In die Steigerung der Qualität wird gemeinsam investiert. «Wir finanzieren vor, indem wir 60 Prozent der Bestellmenge vor der Lieferung bezahlen, manchmal auch mehr», sagt Felsen. Auch Trockenzelte, in denen die Bohnen langsam und gleichmässig auf den optimalen Feuchtigkeitsgehalt gebracht werden, hat Quijote-Kaffee bezahlt. «Gemeinsam besser werden» ist das Motto des Kaffeekollektivs, das alle Kaufverträge online stellt und sich 2019 an der Transparenzinitiative «The Pledge» beteiligte. Ihr gehören 67 international renommierte Röstereien aus drei Kontinenten an, die sich zum Ziel gesetzt haben, den Handel transparenter zu gestalten. Sie legen ihre Ankaufpreise, die Herkunft der Bohnen, die Kaffeequalität und die Abnahmemengen offen. Das gilt in der Branche normalerweise als Geschäftsgeheimnis.
Allerdings sei es mit festen Preisen oder der Offenlegung von Handelsdaten allein nicht getan, sagt Philipp Schallberger von den Schweizer Kaffeemacher*innen aus der Nähe von Basel, die ebenfalls Teil der Initiative sind. «Die Produktions- und Transportkosten sind von Land zu Land verschieden. Daher ist es extrem schwierig, die Zahlen in den Kontext zu setzen.» Schallenberger fragt deshalb direkt bei den Produzent*innen nach, welchen Preis er für die aromatischen Bohnen bezahlen soll. Denn die Kaffeepreise sind oft zu niedrig.
Die Preise für Kaffee sanken in den letzten Jahren wegen Spekulation und Überproduktion teilweise so tief, dass die Produktionskosten nicht mehr gedeckt werden konnten. Die Produktion bringt wenig Geld ein. Gewinne erzielen meist nur die Länder, die den Kaffee importieren und rösten.
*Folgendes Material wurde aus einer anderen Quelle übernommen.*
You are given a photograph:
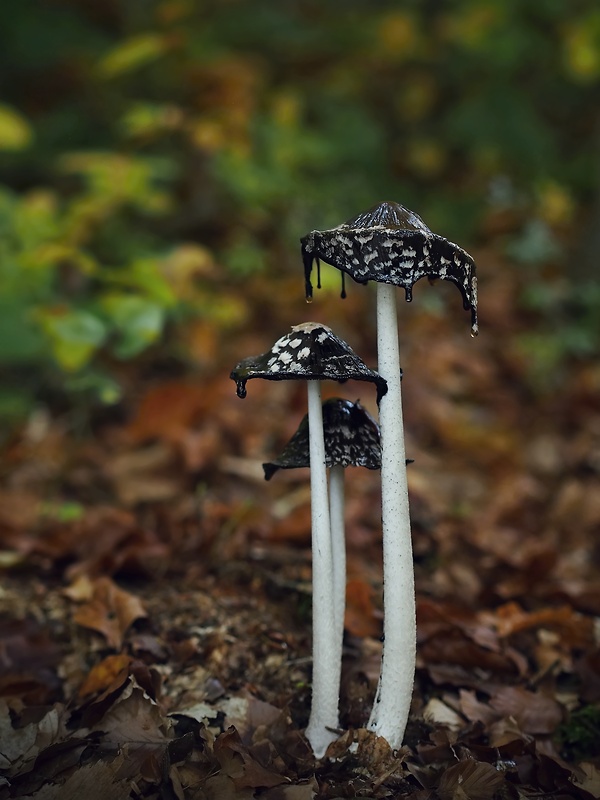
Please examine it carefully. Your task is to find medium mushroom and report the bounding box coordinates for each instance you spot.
[301,203,477,748]
[263,397,381,648]
[231,322,387,758]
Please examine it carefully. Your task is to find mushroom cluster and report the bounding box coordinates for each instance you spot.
[231,198,478,757]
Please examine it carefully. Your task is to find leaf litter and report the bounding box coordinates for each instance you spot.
[0,262,600,800]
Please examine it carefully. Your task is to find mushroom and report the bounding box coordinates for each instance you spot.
[231,322,387,758]
[301,203,477,748]
[263,397,381,648]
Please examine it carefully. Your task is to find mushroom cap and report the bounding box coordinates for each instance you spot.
[263,397,381,481]
[230,322,387,403]
[301,202,478,334]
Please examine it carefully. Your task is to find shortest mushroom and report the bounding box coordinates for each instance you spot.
[231,322,387,758]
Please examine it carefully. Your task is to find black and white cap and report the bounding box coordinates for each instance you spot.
[230,322,387,403]
[301,202,478,334]
[263,397,381,480]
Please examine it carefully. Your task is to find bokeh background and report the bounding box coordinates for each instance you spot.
[0,0,600,424]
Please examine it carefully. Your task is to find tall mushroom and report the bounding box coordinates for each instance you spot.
[301,202,477,748]
[263,397,381,648]
[231,322,387,758]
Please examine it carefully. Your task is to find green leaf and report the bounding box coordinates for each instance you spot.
[37,310,107,372]
[99,33,166,78]
[102,295,164,359]
[0,105,33,150]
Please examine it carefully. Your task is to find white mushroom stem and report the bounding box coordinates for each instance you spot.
[368,283,416,748]
[329,464,346,648]
[306,380,341,758]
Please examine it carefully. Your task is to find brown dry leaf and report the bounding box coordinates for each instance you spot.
[459,689,500,726]
[486,602,594,647]
[261,778,319,800]
[218,693,282,744]
[327,728,403,775]
[438,761,504,800]
[490,686,564,734]
[573,761,600,797]
[92,678,172,745]
[344,578,381,638]
[24,762,131,800]
[0,699,66,776]
[79,653,131,697]
[128,381,208,442]
[214,727,287,790]
[73,578,147,650]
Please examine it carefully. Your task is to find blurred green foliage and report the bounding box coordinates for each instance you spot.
[0,0,600,424]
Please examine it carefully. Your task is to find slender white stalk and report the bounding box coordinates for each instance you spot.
[306,381,340,758]
[329,464,346,644]
[368,283,416,748]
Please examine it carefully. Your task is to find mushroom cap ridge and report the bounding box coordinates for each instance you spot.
[230,322,387,403]
[263,397,381,481]
[301,202,477,334]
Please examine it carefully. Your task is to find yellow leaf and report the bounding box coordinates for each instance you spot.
[0,105,33,150]
[99,33,166,78]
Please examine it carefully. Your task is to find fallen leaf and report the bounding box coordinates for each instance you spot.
[73,578,147,650]
[25,761,131,800]
[437,760,504,800]
[214,727,287,790]
[79,653,131,698]
[490,686,564,733]
[93,678,172,745]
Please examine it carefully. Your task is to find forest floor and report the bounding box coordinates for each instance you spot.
[0,254,600,800]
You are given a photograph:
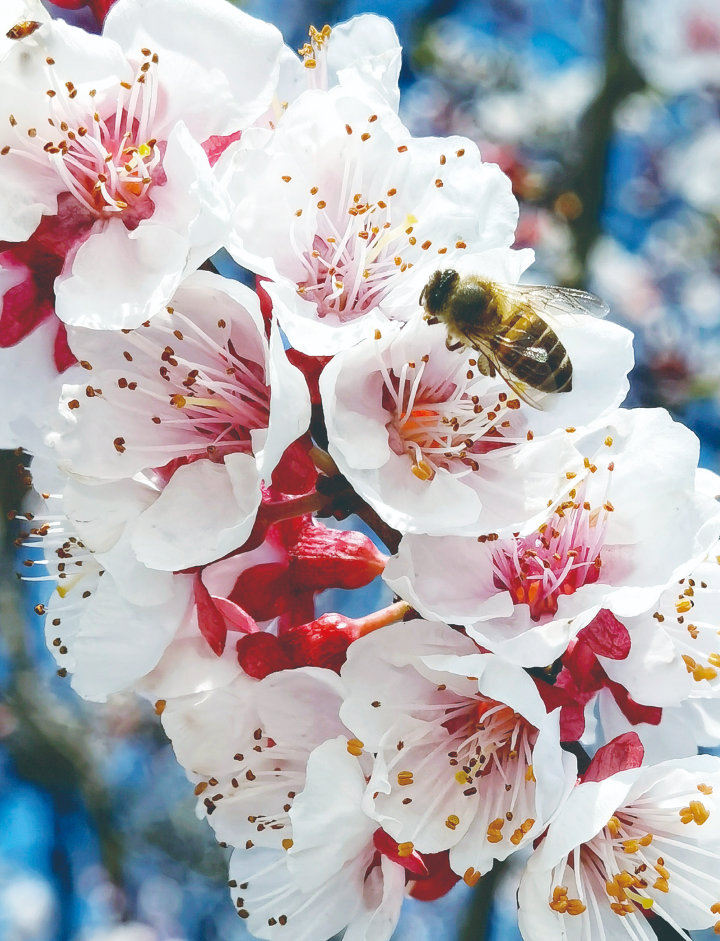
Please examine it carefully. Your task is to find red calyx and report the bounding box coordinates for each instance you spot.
[580,732,645,784]
[286,349,332,405]
[202,131,242,167]
[535,609,662,742]
[410,850,460,902]
[237,631,295,680]
[229,517,385,627]
[237,614,359,678]
[290,523,387,591]
[373,829,430,878]
[280,614,360,673]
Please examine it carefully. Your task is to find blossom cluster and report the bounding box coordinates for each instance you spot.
[7,0,720,941]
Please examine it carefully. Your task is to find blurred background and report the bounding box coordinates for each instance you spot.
[0,0,720,941]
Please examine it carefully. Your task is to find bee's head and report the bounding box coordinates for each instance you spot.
[420,268,460,316]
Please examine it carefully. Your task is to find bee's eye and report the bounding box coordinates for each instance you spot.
[423,268,460,314]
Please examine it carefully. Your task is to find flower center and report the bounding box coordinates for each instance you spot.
[298,202,417,323]
[105,307,270,472]
[298,24,332,91]
[492,478,613,621]
[378,355,525,480]
[549,783,720,924]
[0,49,165,228]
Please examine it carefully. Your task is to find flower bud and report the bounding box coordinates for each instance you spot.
[290,523,387,591]
[236,631,294,680]
[279,614,360,673]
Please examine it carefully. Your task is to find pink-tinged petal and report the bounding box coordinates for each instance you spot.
[0,320,58,451]
[0,252,52,349]
[133,454,260,571]
[53,322,77,373]
[56,122,228,329]
[582,732,645,784]
[104,0,283,141]
[193,574,227,657]
[202,131,242,167]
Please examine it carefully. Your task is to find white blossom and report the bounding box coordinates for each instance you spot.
[226,86,516,354]
[519,755,720,941]
[50,271,310,570]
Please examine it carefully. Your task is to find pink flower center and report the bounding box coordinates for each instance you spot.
[2,49,165,228]
[490,486,613,621]
[379,355,525,480]
[108,308,270,470]
[298,204,413,323]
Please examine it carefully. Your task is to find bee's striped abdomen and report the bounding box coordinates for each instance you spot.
[491,311,572,392]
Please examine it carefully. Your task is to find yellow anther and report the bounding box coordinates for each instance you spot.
[411,461,435,480]
[626,889,654,911]
[487,817,505,843]
[679,801,710,825]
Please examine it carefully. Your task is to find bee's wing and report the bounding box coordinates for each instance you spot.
[498,284,610,317]
[472,337,547,409]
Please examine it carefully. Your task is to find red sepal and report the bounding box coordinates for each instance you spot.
[193,572,227,657]
[410,850,460,902]
[270,435,318,499]
[228,562,292,621]
[580,732,645,784]
[577,608,632,660]
[286,349,332,405]
[605,678,662,725]
[373,828,430,878]
[280,614,358,673]
[211,595,260,634]
[290,522,387,591]
[236,631,294,680]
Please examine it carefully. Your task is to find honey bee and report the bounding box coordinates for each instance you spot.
[5,20,42,39]
[420,268,608,408]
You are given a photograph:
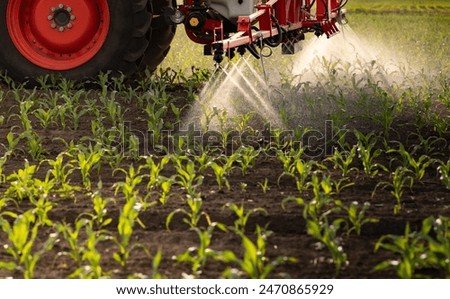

Beim Hamburger Kaffeekollektiv ist das anders: Zwischen 29 und 34 Prozent des Verkaufspreises gehen dorthin zurück, wo der Kaffee wächst. Das ist alles andere als branchenüblich. Für die Mitglieder der Genossenschaft Waylla Kuri führte dies zu einem höheren Lebensstandard, besserer Ausbildung und wachsendem Mut, für die eigenen Rechte einzustehen. Ohne die internationalen Partnerschaften hätten viele Menschen der Chakra den Rücken gekehrt, ist sich Augusto Salazar sicher. «Ohne Partner*innen wie Quijote-Kaffee könnten wir unsere traditionelle Produktionsweise nicht aufrechterhalten.»